We thought, it may be, of the forces, the flowers, the birds, of Nature, the “hired servants” in the Father’s House, fulfilling quietly and tranquilly the will of God, and contrasted with their peace the restlessness and disorder of our self-chosen life. Or, we thought of the dutiful faithful men we knew, and longed for their steadfast simplicity; we shrank before the conviction that we were losing touch with them, and rapidly, if only in our secret lives, identifying ourselves with the fellowship of sin; and our heart cried, “O, shut not up my soul with the sinners.”

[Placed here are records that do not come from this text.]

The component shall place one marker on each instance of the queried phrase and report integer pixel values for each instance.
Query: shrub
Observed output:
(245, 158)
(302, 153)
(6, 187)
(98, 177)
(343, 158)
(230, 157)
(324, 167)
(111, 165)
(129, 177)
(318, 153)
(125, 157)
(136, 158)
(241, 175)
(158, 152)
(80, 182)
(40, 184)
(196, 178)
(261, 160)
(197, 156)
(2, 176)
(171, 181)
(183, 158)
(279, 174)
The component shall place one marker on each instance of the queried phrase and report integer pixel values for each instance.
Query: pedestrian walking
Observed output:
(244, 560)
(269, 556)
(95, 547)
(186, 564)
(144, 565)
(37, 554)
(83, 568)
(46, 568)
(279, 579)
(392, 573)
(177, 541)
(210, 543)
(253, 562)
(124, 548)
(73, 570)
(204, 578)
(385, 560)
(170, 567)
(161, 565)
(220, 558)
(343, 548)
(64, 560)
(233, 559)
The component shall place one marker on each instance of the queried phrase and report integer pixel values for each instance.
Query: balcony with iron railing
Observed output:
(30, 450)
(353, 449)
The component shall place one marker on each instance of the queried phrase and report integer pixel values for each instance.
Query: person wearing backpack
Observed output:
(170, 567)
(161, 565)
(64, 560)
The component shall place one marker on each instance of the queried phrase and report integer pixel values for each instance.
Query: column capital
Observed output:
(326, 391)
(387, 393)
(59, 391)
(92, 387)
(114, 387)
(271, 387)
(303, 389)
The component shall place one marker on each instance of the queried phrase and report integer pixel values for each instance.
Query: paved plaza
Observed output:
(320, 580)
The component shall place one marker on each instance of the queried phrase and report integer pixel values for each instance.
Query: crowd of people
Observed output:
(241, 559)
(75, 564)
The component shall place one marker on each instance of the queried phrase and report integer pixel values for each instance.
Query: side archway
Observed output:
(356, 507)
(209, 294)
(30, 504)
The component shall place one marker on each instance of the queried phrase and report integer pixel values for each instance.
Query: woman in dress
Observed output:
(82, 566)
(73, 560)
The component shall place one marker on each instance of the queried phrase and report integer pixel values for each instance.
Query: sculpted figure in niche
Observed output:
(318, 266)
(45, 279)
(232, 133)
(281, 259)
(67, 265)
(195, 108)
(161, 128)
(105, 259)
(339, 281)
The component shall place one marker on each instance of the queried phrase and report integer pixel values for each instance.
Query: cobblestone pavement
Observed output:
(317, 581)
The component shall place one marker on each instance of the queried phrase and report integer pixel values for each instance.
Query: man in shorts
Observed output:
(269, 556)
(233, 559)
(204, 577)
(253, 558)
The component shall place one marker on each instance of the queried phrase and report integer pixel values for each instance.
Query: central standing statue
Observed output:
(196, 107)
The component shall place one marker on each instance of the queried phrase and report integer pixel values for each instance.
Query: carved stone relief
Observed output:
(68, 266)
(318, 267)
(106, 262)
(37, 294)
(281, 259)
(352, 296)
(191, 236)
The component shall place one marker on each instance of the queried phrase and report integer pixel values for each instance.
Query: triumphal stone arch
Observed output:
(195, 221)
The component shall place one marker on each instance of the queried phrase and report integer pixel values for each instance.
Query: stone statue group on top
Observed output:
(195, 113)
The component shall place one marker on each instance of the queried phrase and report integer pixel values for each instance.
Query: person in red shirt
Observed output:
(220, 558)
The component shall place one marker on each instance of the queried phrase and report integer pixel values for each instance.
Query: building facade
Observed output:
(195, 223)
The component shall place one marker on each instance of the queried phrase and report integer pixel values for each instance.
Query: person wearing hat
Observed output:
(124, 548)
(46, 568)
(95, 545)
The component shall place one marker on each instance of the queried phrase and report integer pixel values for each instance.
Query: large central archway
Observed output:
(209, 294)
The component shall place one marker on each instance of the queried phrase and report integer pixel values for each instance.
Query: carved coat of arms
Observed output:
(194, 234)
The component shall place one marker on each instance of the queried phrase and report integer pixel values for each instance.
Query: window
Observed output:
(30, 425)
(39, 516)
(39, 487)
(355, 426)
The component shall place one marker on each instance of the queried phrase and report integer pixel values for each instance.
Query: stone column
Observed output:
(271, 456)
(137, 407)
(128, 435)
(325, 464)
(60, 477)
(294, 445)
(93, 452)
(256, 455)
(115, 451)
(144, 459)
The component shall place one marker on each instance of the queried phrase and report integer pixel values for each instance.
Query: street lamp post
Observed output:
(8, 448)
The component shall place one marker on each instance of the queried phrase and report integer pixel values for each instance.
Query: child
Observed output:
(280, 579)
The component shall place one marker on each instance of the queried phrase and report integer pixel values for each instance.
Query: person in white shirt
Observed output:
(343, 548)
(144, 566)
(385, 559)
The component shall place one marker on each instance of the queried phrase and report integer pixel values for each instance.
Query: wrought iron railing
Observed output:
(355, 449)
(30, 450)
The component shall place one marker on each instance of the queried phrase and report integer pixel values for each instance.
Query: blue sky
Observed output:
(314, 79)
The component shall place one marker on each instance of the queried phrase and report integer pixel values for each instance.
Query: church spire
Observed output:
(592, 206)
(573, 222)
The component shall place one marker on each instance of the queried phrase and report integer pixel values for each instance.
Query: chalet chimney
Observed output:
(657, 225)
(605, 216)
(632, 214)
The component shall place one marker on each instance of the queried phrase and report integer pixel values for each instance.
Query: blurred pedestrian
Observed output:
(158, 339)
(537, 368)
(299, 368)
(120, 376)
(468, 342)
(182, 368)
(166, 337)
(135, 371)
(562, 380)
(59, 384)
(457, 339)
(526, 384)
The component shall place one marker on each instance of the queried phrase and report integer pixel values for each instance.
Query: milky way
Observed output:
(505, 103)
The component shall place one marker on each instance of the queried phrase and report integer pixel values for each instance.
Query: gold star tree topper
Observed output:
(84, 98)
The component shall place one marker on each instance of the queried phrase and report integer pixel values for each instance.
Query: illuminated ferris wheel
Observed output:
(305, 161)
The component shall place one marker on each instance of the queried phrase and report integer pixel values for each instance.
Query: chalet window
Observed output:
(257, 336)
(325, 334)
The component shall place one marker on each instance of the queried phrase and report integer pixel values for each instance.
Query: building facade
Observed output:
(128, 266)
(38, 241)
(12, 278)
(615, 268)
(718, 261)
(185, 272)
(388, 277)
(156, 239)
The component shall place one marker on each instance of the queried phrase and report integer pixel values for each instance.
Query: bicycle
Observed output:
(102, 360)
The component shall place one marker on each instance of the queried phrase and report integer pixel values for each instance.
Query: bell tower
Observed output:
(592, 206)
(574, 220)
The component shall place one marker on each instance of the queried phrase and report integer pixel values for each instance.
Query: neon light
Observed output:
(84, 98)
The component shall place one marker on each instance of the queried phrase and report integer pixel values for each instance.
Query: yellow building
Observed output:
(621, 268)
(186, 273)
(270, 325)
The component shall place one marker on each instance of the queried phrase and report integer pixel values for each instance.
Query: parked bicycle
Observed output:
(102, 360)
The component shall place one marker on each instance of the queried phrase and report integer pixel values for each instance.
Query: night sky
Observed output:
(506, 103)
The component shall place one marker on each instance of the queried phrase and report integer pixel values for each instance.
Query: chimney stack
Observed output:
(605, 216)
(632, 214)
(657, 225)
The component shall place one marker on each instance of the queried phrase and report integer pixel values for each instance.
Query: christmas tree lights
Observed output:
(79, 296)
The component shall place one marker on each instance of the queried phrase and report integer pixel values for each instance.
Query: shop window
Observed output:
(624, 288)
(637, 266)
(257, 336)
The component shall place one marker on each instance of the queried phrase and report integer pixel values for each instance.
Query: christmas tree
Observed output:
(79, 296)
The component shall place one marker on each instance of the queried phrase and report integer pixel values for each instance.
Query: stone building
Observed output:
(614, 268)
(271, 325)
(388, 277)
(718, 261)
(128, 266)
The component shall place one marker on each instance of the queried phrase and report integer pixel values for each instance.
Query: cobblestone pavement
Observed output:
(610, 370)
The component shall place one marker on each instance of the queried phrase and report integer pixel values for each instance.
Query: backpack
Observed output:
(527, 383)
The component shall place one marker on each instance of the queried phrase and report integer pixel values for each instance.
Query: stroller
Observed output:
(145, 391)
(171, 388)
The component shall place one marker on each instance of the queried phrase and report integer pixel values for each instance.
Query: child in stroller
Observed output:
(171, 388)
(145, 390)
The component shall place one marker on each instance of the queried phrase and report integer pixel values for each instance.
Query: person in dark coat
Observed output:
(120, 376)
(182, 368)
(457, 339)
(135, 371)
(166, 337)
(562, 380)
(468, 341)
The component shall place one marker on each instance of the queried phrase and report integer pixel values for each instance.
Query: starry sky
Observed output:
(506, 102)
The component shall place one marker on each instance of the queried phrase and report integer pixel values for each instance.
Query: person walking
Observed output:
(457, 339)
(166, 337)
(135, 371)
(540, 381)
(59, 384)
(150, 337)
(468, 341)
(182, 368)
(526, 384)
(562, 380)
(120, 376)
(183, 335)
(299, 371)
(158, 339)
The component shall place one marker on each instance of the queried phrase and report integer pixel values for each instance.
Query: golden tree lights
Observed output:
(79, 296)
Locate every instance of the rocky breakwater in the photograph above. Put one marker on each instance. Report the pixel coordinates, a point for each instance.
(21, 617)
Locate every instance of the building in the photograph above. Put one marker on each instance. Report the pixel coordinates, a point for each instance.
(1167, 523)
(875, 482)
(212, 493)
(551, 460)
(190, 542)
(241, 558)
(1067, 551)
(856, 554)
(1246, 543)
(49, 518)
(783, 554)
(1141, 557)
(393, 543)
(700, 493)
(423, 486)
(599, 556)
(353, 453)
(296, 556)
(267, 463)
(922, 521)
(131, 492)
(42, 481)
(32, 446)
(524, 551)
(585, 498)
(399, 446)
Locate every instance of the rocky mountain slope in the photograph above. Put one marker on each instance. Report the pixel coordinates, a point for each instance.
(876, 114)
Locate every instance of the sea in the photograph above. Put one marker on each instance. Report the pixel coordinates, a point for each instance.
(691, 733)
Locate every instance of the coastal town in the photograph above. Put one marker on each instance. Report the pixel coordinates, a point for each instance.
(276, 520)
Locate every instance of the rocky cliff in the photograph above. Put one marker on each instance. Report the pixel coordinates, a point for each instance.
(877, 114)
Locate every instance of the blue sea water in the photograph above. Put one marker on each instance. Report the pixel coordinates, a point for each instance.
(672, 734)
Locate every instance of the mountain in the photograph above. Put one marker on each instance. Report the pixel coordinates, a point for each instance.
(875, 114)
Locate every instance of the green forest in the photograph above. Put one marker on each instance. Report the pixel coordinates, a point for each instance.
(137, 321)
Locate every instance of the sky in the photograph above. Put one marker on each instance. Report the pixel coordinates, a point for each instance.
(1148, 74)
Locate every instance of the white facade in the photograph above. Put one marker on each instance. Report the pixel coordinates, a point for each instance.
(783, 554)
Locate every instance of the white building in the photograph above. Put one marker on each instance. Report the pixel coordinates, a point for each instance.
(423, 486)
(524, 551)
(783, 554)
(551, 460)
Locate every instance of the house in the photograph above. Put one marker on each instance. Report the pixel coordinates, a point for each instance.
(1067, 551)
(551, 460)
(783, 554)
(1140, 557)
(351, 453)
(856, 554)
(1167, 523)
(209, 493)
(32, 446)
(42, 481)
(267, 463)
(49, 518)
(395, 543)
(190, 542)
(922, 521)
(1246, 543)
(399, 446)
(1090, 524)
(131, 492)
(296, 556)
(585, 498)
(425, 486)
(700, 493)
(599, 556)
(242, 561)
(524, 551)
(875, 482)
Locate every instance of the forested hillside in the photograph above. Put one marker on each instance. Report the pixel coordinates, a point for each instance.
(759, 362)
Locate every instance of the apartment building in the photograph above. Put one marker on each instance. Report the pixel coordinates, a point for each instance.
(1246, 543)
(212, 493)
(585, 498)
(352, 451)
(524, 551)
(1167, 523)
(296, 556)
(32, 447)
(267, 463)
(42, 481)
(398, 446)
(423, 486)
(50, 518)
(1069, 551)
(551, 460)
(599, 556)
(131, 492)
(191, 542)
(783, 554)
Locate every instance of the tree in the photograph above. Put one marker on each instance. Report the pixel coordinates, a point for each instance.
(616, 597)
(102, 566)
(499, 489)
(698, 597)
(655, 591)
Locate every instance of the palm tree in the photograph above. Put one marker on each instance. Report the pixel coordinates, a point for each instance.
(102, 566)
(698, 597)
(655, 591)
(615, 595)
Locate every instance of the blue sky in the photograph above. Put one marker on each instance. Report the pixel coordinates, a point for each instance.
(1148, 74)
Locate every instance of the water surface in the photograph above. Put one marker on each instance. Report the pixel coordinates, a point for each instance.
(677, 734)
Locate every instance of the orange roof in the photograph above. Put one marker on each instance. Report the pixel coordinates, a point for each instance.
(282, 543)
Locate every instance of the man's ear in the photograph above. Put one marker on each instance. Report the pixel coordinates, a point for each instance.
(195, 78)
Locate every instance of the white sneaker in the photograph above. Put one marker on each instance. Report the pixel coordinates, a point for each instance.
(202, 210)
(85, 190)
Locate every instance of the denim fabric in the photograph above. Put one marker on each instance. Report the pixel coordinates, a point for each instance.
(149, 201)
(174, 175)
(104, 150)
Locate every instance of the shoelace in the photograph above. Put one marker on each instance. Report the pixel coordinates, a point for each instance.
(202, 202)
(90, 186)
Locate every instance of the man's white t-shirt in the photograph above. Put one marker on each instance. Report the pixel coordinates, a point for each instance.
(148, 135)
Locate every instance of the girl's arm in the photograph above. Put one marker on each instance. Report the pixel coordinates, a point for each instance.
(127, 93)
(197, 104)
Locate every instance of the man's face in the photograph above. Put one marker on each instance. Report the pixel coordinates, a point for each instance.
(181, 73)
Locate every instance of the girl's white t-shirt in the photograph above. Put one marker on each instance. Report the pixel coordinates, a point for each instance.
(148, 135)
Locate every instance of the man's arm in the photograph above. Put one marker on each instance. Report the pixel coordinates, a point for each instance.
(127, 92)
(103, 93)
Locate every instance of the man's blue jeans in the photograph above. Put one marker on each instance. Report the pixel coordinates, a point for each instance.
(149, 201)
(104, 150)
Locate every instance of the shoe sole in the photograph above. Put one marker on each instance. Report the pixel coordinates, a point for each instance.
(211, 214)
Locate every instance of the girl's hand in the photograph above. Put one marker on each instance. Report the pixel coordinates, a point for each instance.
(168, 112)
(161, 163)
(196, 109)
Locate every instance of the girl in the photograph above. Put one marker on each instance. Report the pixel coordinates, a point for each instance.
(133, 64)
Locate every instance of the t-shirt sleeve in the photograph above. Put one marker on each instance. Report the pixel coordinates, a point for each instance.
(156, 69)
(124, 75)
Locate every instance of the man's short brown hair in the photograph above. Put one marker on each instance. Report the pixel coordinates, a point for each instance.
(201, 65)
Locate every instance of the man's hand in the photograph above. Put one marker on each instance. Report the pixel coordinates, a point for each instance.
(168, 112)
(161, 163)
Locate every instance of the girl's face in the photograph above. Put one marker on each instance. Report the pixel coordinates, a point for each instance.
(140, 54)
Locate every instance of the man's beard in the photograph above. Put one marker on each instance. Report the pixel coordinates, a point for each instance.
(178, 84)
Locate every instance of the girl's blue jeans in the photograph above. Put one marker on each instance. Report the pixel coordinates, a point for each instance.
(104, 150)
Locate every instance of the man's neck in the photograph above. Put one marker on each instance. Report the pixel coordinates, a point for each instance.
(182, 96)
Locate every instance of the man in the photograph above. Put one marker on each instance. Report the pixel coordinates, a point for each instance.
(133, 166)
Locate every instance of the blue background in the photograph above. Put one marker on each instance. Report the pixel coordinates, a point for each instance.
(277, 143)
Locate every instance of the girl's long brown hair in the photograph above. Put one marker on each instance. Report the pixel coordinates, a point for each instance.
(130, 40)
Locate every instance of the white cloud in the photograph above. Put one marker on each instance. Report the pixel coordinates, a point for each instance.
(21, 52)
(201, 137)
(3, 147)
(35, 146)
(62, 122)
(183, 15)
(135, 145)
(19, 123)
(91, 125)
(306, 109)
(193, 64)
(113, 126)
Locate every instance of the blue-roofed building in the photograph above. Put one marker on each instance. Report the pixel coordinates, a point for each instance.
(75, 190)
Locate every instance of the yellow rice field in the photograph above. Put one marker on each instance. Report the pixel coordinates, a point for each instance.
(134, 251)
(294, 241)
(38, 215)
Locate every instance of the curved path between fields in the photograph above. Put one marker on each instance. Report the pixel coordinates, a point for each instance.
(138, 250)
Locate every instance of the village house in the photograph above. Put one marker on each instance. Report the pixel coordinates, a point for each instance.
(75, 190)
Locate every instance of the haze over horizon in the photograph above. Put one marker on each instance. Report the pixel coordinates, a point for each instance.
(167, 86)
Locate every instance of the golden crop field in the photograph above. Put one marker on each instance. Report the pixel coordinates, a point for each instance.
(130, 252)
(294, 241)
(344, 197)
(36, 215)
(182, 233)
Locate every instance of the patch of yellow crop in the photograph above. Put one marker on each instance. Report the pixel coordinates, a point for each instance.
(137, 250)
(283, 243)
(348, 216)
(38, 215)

Then as our thought went back to the life of the Home, it concentrated itself on the centre of it all the Father whom we had forsaken. Then remorse, in itself only bitter and hopeless, became contrition, the pain of the soul which brings its own healing. At the remembrance of of His patient Love in contrast with our shame a strong emotion of penitent sorrow laid hold of us, and broke the chains of slavery, andpurheart’s desire set free turned once again towards home. “Our soul is escaped, even as a bird out of the snare of the fowler: the snare is broken and we are delivered.”

“I will arise and go to my Father, and will say unto Him, Father, I have sinned.”

There is but one step more, and the return is achieved. But it is a step of supreme importance. In real contrition, in sincere confession, the soul has offered its desire of return. But the will must turn that desire into act. It is just here that many a man has failed. It is not only by remorse, by sorrow, by confession, however sincere in its emotion, that we can make our escape from the far country. With the deliberate energy and concentration of the will we must rise up and leave it. “He arose and came to his Father.”